Darsana duduk di hadapan ibunya, menghadap adonan kue yang siap diubah wujudnya menjadi ratusan bulatan pipih. Itu bakal menjadi pekerjaan fisik yang menyenangkan.

"Apa Meme menyukainya?" dia bertanya.

"Maksudmu?" ibunya menciutkan alis. "Dia akan menjadi istrimu, Wayan; bukan pembantuku."

Muka Darsana mendadak korsleting. Dia memperbaiki kata-katanya, "Maksud saya,—apa Meme tidak keberatan?"

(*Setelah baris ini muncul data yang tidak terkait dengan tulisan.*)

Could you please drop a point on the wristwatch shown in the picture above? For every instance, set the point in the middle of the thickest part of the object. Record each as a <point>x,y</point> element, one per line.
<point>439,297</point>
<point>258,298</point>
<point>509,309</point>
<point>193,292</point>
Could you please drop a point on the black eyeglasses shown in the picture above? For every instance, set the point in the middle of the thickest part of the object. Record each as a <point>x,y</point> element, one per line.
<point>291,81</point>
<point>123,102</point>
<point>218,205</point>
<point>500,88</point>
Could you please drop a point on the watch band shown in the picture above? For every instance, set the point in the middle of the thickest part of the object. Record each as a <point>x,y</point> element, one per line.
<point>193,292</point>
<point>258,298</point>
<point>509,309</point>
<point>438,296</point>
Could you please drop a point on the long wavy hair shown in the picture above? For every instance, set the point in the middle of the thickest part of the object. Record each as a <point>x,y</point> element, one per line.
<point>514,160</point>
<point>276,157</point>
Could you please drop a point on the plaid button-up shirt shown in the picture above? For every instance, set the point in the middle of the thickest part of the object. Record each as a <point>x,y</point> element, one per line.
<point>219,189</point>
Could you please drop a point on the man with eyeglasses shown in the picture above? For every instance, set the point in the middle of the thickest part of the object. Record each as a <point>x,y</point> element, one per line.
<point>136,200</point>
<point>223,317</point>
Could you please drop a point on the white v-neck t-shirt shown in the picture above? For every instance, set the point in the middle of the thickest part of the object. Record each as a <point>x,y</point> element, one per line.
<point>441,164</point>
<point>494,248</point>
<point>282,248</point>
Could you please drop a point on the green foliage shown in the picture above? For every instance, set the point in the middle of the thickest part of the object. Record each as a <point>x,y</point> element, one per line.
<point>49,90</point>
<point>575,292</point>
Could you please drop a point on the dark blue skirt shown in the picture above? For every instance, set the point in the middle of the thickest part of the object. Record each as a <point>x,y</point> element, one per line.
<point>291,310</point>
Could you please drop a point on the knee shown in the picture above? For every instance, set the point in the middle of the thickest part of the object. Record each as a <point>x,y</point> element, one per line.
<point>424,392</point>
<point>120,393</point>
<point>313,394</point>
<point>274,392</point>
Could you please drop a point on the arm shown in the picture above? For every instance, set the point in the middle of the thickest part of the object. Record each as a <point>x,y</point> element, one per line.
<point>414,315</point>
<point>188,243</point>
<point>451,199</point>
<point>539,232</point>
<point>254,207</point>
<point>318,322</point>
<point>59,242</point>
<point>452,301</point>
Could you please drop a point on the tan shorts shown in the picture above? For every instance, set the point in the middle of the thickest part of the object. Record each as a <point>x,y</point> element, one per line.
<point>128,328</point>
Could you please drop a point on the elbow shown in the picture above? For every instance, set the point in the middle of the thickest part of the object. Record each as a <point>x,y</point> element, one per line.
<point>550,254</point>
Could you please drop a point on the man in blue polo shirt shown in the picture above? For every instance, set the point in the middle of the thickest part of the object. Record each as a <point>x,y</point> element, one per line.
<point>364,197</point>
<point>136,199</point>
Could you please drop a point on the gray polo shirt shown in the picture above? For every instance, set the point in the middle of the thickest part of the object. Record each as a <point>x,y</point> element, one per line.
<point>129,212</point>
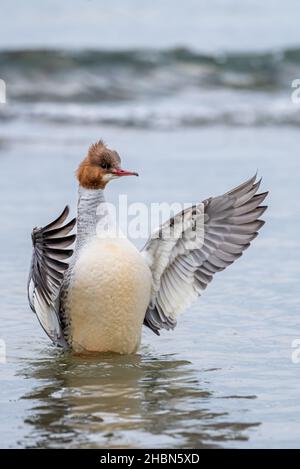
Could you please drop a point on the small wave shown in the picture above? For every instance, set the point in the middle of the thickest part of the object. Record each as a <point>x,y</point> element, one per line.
<point>170,115</point>
<point>102,76</point>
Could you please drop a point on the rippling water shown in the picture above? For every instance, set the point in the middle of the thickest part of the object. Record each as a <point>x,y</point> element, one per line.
<point>194,118</point>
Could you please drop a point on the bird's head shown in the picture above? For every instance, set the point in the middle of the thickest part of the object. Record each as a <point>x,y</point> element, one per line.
<point>100,166</point>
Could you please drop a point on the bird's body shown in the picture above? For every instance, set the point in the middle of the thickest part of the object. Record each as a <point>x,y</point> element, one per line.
<point>99,299</point>
<point>107,287</point>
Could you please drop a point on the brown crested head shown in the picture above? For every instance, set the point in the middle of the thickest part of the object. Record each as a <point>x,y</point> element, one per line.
<point>100,166</point>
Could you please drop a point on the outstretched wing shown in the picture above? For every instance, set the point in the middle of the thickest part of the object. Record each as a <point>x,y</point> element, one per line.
<point>189,249</point>
<point>47,271</point>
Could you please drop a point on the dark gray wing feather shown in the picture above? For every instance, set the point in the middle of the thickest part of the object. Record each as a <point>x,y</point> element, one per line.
<point>205,239</point>
<point>46,274</point>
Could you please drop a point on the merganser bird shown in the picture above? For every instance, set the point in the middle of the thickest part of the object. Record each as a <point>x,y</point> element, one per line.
<point>97,298</point>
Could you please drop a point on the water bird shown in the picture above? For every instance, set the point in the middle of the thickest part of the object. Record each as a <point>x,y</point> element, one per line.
<point>97,296</point>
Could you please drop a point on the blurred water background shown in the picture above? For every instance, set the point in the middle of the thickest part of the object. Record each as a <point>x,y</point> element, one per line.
<point>196,98</point>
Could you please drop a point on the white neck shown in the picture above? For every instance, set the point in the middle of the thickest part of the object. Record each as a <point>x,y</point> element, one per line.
<point>88,213</point>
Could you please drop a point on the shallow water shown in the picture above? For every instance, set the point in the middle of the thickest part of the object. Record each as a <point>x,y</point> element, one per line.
<point>196,110</point>
<point>225,376</point>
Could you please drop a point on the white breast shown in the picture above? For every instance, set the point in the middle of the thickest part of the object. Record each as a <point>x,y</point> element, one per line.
<point>108,297</point>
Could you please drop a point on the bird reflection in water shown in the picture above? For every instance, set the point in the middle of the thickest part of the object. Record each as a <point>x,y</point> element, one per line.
<point>123,401</point>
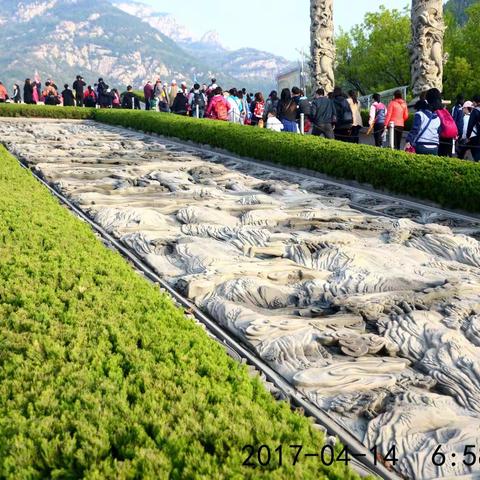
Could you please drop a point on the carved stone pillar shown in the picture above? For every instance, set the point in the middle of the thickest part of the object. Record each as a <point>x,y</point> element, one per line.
<point>428,29</point>
<point>322,44</point>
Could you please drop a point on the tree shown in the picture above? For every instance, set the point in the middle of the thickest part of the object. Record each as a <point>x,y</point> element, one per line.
<point>374,56</point>
<point>462,44</point>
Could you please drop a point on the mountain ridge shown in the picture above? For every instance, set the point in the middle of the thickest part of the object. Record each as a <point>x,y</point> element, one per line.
<point>63,38</point>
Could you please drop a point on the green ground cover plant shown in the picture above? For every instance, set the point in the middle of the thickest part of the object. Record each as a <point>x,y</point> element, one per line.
<point>449,182</point>
<point>102,377</point>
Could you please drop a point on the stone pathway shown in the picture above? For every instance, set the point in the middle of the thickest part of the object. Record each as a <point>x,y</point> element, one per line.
<point>375,319</point>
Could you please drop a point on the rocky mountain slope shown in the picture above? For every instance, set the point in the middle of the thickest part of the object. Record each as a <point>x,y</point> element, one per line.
<point>251,66</point>
<point>61,38</point>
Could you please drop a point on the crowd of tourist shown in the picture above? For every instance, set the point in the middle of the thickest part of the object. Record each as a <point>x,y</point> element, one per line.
<point>435,130</point>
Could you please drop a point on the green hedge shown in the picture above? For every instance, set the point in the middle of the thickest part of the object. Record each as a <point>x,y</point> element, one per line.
<point>101,377</point>
<point>449,182</point>
<point>43,111</point>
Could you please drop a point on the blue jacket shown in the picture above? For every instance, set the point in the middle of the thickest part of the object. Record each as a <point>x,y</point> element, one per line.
<point>430,135</point>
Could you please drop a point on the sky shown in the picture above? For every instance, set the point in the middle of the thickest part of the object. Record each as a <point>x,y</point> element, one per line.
<point>277,26</point>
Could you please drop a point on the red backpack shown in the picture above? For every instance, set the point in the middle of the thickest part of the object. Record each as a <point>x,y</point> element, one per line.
<point>221,111</point>
<point>449,130</point>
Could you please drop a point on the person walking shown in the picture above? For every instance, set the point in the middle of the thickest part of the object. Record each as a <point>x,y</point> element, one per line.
<point>343,116</point>
<point>258,108</point>
<point>50,94</point>
<point>271,105</point>
<point>322,115</point>
<point>234,114</point>
<point>180,104</point>
<point>68,98</point>
<point>463,143</point>
<point>449,132</point>
<point>3,93</point>
<point>378,114</point>
<point>473,129</point>
<point>28,88</point>
<point>397,112</point>
<point>103,94</point>
<point>303,107</point>
<point>357,116</point>
<point>130,100</point>
<point>172,93</point>
<point>424,137</point>
<point>78,87</point>
<point>287,111</point>
<point>35,92</point>
<point>90,97</point>
<point>17,96</point>
<point>197,102</point>
<point>148,94</point>
<point>458,112</point>
<point>218,107</point>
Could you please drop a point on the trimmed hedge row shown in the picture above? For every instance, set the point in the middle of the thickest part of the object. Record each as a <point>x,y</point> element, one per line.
<point>408,123</point>
<point>44,111</point>
<point>449,182</point>
<point>101,377</point>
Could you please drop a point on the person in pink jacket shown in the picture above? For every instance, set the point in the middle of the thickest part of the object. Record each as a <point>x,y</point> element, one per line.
<point>218,107</point>
<point>397,113</point>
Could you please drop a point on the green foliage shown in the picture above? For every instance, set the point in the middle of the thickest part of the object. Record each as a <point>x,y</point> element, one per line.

Ibunya geleng-geleng. Kepalanya terserap dalam keheranan. Itu pertanyaan ala hakim yang sedang memutuskan perkara dengan cara-cara mekanik yang hitam-putih. Pedagang kue semacam dirinya benar-benar tidak menyukai hal-hal hitam-putih yang strik.

"Asalkan dia bisa menjadi kawan sejati dalam hidupmu, maka dia juga bisa menjadi kawan baik bagi ibumu."

Tersenyum Darsana mendengarnya.

Ibunya sibuk lagi menyusun kue di dalam panci besar dengan uap yang mengepul.

"Saya mau lihat Made," itu sebuah permohonan izin dari Darsana, tetapi kalimat selanjutnya bernada sebuah peringatan halus. "Biar saya yang mencuci semua perabot itu nanti."